How to Ingest and Analyze Data in Amazon Athena

· 2 min read
@anaptfox

Amazon Athena allows you easily query data stored in Amazon S3 with SQL. With Meroxa, you can build a pipeline to pull data from any source and send it to Amazon S3 in real-time. Altogether, this pipeline allows you to query and analyze real-time data across multiple sources using Athena.

Data Pipeline Diagram

To accomplish ingestion and analysis, you will:

  1. Send data to Amazon S3.
  2. Create a table in Amazon Athena.
  3. Query data.

Send Data to Amazon S3

To build a pipeline to send data to Amazon S3, you can use the Meroxa Dashboard or the Meroxa CLI.
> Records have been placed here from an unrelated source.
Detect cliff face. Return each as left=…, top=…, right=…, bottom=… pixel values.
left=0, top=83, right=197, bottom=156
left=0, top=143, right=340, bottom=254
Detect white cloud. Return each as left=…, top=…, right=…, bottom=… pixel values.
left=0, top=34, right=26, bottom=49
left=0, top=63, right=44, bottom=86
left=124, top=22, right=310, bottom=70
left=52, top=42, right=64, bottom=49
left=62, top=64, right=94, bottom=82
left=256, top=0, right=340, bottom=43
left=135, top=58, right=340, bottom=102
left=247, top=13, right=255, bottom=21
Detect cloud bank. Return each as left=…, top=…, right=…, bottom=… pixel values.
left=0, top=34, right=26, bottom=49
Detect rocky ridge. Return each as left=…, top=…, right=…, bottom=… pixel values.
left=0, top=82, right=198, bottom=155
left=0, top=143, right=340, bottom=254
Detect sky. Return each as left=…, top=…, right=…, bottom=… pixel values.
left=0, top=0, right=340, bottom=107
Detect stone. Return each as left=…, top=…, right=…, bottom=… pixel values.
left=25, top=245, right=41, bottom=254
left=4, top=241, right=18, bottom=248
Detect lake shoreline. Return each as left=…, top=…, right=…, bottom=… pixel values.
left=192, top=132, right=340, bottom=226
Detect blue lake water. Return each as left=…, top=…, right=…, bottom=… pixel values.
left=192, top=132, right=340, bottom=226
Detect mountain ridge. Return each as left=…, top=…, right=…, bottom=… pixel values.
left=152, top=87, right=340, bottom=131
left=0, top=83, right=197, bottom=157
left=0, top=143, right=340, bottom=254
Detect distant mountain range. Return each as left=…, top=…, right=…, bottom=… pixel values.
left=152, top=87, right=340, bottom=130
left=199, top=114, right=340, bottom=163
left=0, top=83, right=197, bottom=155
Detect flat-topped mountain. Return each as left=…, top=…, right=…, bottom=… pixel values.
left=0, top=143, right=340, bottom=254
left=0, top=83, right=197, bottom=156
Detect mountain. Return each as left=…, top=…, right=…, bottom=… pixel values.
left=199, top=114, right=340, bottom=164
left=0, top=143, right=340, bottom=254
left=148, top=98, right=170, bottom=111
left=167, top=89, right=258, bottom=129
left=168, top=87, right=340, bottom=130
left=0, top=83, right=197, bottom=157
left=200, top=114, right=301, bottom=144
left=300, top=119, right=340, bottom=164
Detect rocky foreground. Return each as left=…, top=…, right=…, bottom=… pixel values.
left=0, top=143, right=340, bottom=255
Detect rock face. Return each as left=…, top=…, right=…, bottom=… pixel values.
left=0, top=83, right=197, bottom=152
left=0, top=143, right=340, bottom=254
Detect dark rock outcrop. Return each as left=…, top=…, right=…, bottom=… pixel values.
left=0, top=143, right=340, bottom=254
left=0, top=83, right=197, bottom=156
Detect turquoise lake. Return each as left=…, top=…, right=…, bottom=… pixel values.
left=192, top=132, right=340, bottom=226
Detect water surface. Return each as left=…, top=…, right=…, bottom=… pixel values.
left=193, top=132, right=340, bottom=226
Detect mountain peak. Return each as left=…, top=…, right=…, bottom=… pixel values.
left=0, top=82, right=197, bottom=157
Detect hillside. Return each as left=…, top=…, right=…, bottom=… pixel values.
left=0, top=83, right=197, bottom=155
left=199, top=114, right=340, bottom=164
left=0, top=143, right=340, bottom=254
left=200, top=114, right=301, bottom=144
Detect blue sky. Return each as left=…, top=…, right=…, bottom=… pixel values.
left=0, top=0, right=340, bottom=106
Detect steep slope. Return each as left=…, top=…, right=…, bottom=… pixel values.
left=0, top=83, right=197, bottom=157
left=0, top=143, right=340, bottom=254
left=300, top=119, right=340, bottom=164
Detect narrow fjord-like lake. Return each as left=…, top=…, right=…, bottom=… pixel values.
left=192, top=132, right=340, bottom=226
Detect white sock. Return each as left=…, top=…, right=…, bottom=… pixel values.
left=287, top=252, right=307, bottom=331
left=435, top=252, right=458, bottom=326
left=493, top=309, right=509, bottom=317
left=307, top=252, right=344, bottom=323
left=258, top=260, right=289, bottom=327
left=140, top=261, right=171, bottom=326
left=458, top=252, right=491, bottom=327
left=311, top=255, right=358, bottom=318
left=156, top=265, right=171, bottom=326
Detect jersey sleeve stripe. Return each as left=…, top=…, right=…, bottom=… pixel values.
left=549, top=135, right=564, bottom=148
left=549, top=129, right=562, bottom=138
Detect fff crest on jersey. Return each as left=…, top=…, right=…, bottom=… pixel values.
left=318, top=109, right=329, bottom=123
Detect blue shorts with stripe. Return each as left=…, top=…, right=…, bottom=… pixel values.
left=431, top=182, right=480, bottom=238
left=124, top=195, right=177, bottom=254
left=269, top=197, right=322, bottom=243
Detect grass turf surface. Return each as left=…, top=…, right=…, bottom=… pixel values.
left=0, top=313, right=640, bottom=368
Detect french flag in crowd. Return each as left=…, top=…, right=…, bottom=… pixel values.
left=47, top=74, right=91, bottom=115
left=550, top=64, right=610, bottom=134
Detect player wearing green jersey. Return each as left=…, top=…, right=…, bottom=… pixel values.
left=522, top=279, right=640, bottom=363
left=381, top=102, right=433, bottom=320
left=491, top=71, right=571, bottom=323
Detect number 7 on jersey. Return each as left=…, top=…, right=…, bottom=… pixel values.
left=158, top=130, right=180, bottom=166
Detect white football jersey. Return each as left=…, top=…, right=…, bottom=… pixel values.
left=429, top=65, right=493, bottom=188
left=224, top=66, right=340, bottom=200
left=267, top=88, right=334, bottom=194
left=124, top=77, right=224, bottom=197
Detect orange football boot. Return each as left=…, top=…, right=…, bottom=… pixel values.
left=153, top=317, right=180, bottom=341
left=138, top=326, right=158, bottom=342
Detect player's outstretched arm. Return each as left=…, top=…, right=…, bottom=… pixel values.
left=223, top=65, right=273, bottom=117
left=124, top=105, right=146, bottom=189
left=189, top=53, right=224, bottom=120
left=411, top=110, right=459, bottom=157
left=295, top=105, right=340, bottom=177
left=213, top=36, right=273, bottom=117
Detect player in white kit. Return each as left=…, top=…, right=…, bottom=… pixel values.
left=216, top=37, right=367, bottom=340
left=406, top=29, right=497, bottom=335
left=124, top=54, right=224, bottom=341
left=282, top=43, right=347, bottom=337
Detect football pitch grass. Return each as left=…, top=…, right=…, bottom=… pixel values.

Selected Destination PostgreSQLSelected Destination Amazon S3

Add PostgreSQL Resource:

 meroxa resource create my-postgres --type postgres -u postgres://$PG_USER:$PG_PASS@$PG_URL:$PG_PORT/$PG_DB

Add Amazon S3 Resource:

 meroxa resource create my-s3 --type s3 -u s3://$AWS_ACCESS_KEY:$AWS_ACCESS_SECRET@$AWS_REGION/$AWS_S3_BUCKET

Create Pipeline:

meroxa pipeline create to-datalake-for-athena

Add PostgreSQL Source Connector:

meroxa connector create from-my-postgres --from postgres --input $INPUT --pipeline to-datalake-for-athena

Add Amazon S3 Destination Connector:

meroxa connector create to-my-s3  --to s3 --input $STREAM_NAME --pipeline to-datalake-for-athena

For more information, see:

Verifying

Once your pipeline is up and running, you will be able to see data within an S3 bucket:

Meroxa Data in Amazon S3

You may change the behavior of the connector with configuration. For example, you can change how the data record is compressed when stored in the bucket.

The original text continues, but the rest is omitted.